Chennai: The Madras High Court has observed that the employees of Reserve Bank of India (RBI) cannot be referred to as “government servants” while identifying their employment status. The Division Bench, comprising Justice KK Sasidharan and Justice PD Audikesavulu, said: “The fact that the central government has persuasive control over RBI would not make its employees central government employees. It is true that the RBI is a state within the meaning of Article 12 of the Constitution of India. Even then it cannot be said that its employees are all regular government employees.”
The observation came after an RBI employee, E Manoj Kumar, had moved the High Court seeking declaration of his result in the Tamil Nadu Public Service Commission (TNPSC). While filling up the questionnaire in the application form for Combined Civil Services-I Examination, Kumar had identified himself as a non-government employee in 2016.
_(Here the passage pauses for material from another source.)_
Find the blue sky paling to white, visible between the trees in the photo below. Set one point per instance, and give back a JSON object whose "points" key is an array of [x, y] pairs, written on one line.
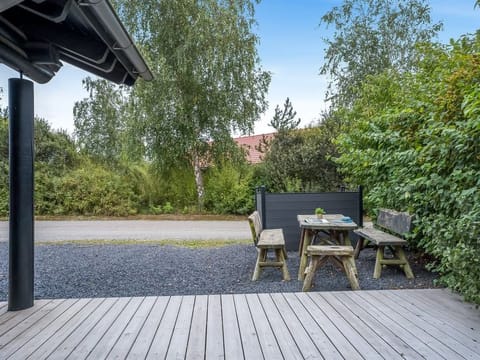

The commission withheld his result on the grounds of suppression of material particulars in the application form regarding his employment with the Reserve Bank of India. “Are you a government employee?” was one of the queries in the questionnaire published by the TNPSC. Kumar answered it in the negative. He cleared the written test, and was selected for the appointment to the post of Deputy Superintendent of Police.
However, his appointment met with a road block, and when he moved the court, a single bench at the Madras High Court dismissed his plea citing that the instruction on the application was very clear.